Just like we did last class, let’s use top_n to grab the top 10 words per topic.

top_terms <- philosophers_lda_td %>%
  group_by(topic) %>%
  top_n(10, beta) %>%
  ungroup() %>%
  arrange(topic, -beta)

We can plot the results using ggplot as a series of bar plots

library(ggplot2)

top_terms %>%
  mutate(term = reorder_within(term, beta, topic)) %>%
  ggplot(aes(term, beta)) +
  geom_bar(stat = "identity") +
  scale_x_reordered() +
  facet_wrap(~ topic, scales = "free_x") +
  theme_bw()

Or else as a table.

top_terms_table <- top_terms %>%
  group_by(topic) %>% 
  mutate(order = 1:length(topic)) %>%
  select(-beta) %>%
  spread(topic, term) %>%
  select(-order)

Table 10.1: Top 10 terms per topic
1	2	3	4	5	6	7	8	9	10	11	12	13	14	15	16	17	18	19	20
psychology	philosophy	wittgenstein	law	plato	king	political	french	university	ibn	german	church	mao	parser	philosophy	chamberlain	john	god	darwin	law
university	french	philosophy	guevara	life	burke	party	rousseau	philosophy	jewish	published	god	chinese	output	theory	eliade	smith	church	reich	buddha
priestley	heidegger	shankara	bacon	greek	hume	government	voltaire	professor	god	philosophy	john	gandhi	socrates	logic	time	published	christian	time	foucault
peirce	freud	russell	hayek	aristotle	kafka	stalin	published	college	islamic	hegel	pope	china	background	social	leibniz	church	origen	wallace	kant
wundt	world	gibbs	published	diogenes	steiner	marx	paris	theory	philosophy	time	thomas	sun	lock	science	newton	william	life	adorno	theory
arendt	university	school	linnaeus	philosophy	schopenhauer	war	time	philosopher	arabic	friedrich	aristotle	people	gray	world	galileo	wrote	gregory	published	legal
philosophy	published	time	time	time	world	soviet	france	oxford	time	goethe	luther	government	fondane	mind	gobineau	time	kierkegaard	wrote	buddhist
published	derrida	university	university	world	published	revolution	wrote	published	taymiyyah	wrote	theology	political	turing	knowledge	wrote	college	theology	evolution	kelsen
chomsky	husserl	god	erasmus	blake	time	lenin	book	school	wrote	germany	time	life	citation	university	kepler	england	augustine	huxley	jung
research	theory	life	wrote	pythagoras	life	social	diderot	science	maimonides	life	century	han	published	human	descartes	english	christ	natural	time

What if want to look at the extent to which each document or philosopher is composed of each topic? We can instead set matrix = “gamma” to get the gamma values, which tell you exactly that.

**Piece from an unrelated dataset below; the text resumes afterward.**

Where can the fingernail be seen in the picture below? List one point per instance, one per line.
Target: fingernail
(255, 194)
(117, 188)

philosophers_lda_gamma <- tidy(philosophers_lda, matrix = "gamma")

We’ll sort in descending order according to gamma

top_topics <- philosophers_lda_gamma %>%
  arrange(document, -gamma)

There are a bunch of philosophers, too many to examine all at once. Let’s select a few particularly prominent ones and examine their topic distributions.

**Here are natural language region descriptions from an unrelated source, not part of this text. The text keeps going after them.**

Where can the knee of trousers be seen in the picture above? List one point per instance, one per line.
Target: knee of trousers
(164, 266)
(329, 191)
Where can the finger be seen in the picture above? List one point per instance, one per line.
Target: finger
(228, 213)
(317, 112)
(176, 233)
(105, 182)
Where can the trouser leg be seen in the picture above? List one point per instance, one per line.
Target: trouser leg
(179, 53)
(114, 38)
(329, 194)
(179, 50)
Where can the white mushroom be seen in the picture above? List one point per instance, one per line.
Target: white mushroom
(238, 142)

selected_philosophers <- c("Martin Luther King, Jr.", 
  "Francis Bacon", 
  "Wang Fuzhi", 
  "Aristotle", 
  "Immanuel Kant", 
  "Pope John XXI", 
  "Friedrich Kayek", 
  "Edmund Burke", 
  "Simone de Beauvoir", 
  "Bruno Latour")

top_topics %>% 
  filter(document %in% selected_philosophers) %>%
  ggplot(aes(topic, gamma)) +
  geom_bar(stat = "identity") +
  scale_x_continuous(breaks=1:20) +
  facet_wrap(~ document, scales = "free") +
  theme_bw()

10.0.1 LAB

For the lab this week, select or randomly sample 100 texts from the Gutenberg library and topic model the texts with a k of your choosing.